Il solo che in cuor suo non ne capì più nulla davvero fu Martino.

XI.

Tanto Mevio che veniva da Castelrenico, quanto la lettera del ministro che annunziava l’impiego, capitarono in casa Della Valle proprio nel medesimo giorno. Mevio fece benissimo la sua parte, ma non ce ne sarebbe stato di bisogno, perchè la marea era montata tant’alto, che quella poca tavola di salvamento, in altri tempi così sdegnosamente rifiutata, parve ora una gran provvidenza, e fu salutata con uno scoppio di gioia caloroso ed unanime. Giovanni, che ne attribuiva tutto il merito ai suoi memoriali, ed era persuaso che gli si dovesse una bella riconoscenza, aveva quel contegno modesto ma soddisfatto di chi è convinto di valer molto.

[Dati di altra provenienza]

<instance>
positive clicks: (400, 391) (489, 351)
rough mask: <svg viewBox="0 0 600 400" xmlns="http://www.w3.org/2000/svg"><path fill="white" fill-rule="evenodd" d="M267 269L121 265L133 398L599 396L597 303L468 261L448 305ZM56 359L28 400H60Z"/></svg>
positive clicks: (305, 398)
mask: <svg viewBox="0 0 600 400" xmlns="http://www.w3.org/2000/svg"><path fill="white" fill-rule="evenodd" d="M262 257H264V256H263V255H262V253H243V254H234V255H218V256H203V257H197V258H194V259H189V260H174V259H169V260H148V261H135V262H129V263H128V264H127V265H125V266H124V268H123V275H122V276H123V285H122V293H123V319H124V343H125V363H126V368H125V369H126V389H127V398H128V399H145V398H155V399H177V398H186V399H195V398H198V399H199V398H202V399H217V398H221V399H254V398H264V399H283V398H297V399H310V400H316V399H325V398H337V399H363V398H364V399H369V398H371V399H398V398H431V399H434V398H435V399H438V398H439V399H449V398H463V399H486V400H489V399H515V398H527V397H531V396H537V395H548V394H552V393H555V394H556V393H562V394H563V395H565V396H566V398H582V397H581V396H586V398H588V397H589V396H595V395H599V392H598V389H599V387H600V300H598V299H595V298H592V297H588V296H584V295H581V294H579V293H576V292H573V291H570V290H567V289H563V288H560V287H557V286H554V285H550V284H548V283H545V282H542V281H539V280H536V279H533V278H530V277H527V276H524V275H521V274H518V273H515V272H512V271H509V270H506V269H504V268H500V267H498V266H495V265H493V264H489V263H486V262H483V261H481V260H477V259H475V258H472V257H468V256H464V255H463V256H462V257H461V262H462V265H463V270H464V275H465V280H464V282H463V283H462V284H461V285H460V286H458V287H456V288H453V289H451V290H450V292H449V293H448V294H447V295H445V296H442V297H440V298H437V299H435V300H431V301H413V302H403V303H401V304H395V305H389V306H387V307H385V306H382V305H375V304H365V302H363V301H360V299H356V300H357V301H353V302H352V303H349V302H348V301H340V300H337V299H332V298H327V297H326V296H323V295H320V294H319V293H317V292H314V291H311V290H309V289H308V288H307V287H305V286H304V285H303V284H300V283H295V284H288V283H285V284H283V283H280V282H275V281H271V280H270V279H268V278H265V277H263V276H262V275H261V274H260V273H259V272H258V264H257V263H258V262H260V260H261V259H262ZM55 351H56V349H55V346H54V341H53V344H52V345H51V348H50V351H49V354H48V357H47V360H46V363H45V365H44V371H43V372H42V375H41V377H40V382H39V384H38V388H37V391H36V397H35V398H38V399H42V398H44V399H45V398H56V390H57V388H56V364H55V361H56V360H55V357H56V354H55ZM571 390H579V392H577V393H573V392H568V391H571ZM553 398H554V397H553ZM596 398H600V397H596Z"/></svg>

E perchè nessuno se ne scordasse, come un generale che dopo una vittoria parla non di sè ma de’ suoi soldati, egli aveva ripreso il discorso de’ suoi fili, e non la finiva più. Per quel giorno fu inutile, non ci fu verso di fargli parlar d’altro; Mevio a ogni minuto stava per perdere la pazienza, ma ricordandosi la faccia del marchese si conteneva, e rivolgendosi a Massimo e ad Enrichetta, ai quali pure la consolazione aveva data una gran parlantina, faceva con loro un monte di chiacchiere e di congratulazioni. Così quel giorno, che si poteva chiamare il primo dell’impiego dell’avvocato Massimo, passò lietamente e fu di buon augurio per tutti in casa Della Valle.

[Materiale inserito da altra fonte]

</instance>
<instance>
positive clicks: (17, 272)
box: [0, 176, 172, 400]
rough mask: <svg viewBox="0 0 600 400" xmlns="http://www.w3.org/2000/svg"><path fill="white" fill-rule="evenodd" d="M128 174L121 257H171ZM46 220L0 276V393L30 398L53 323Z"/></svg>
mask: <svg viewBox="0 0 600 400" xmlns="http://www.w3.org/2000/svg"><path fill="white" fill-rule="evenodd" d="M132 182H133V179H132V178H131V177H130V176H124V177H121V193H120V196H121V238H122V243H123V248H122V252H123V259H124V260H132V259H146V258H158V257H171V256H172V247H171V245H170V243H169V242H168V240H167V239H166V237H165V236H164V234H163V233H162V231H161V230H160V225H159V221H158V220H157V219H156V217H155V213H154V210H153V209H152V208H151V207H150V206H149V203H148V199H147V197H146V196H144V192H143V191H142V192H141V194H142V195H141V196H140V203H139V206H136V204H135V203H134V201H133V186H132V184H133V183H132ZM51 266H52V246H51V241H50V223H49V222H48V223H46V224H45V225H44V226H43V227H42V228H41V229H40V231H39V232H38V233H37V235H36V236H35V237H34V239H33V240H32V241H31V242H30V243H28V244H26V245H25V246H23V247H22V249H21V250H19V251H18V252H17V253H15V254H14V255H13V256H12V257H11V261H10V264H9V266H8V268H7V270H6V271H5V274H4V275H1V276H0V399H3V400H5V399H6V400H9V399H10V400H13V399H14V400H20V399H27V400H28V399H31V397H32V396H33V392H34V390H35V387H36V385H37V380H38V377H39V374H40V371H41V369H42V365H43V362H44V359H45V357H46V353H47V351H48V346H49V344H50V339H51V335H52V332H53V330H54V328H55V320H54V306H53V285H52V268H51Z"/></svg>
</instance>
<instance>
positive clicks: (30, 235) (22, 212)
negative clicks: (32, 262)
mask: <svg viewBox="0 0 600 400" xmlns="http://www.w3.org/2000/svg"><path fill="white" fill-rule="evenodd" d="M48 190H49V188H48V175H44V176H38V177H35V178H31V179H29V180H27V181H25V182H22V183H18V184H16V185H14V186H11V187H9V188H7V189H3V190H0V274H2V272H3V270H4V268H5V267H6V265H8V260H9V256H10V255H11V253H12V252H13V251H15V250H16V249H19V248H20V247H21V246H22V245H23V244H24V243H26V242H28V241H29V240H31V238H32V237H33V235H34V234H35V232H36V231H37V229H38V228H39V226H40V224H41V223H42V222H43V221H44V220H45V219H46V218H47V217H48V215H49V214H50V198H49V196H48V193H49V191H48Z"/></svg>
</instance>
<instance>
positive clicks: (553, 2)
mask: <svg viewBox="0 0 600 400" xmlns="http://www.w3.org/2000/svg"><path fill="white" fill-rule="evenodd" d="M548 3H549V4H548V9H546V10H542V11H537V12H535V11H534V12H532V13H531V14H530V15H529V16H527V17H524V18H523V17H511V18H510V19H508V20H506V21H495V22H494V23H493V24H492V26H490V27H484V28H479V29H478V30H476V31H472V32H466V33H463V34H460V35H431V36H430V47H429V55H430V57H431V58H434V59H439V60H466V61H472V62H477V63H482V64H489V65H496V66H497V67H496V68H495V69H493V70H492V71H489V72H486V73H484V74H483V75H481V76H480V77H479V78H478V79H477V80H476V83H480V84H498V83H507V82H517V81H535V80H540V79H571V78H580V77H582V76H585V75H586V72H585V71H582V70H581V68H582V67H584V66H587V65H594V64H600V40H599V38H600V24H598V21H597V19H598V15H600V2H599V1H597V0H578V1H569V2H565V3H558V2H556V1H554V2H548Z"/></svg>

Come dopo una di quelle giornate d’autunno troppo luminose e tiepide, in cui pare abbia fatto ritorno un raggio del sole d’estate, segue una giornata improvvisamente grigia e mesta, foriera dell’inverno, così il giorno seguente in casa dell’avvocato nessuno trovò quel buon umore con cui era andato a dormire. Nella lettera di nomina c’era l’ordine di trovarsi al posto un tal giorno, ch’era vicinissimo; per cui l’avvocato dovette incominciare, in tutta furia, i preparativi della partenza, e venir subito a una decisione dolorosa, quella di partir solo e farsi raggiungere più tardi da Enrichetta, dal bambino e dal socero. Il trapiantar casa alla distanza di forse trecento miglia, e quello stipendio che stava scritto con una cifra così umile accanto al suo impiego, gli mettevan dinanzi agli occhi, intanto che faceva il baule, qualcosa di molto buio. Gli pareva quasi di adagiar la sua roba in una tomba. Ogni vestito che andava ripiegando e pigiando gli ricordava qualche circostanza del passato, e con questo gli tornavano dinanzi a uno a uno i suoi dubbi, le sue speranze, i suoi disinganni. Qualche volta rimaneva immobile con un panciotto o con un paio di calzoni in mano, e si domandava se doveva tirare innanzi o fermarsi mentre era ancora in tempo. Allora gli venivano in mente i discorsi che aveva uditi dal marchese Antonio, e i pareri che gli avea dati Mevio. Fin dai primi tempi Mevio gli aveva sempre predicato di tornar subito alla sua professione.... ma adesso era tardi! e poi non c’era da pensarci in quel momento! E continuava a far il baule cacciando i brutti pensieri e cercando nella consolazione del giorno prima qualcuno di quegli argomenti, che gli eran parsi così persuasivi, e che l’avevan ricondotto nel bel paese dei sogni e delle speranze.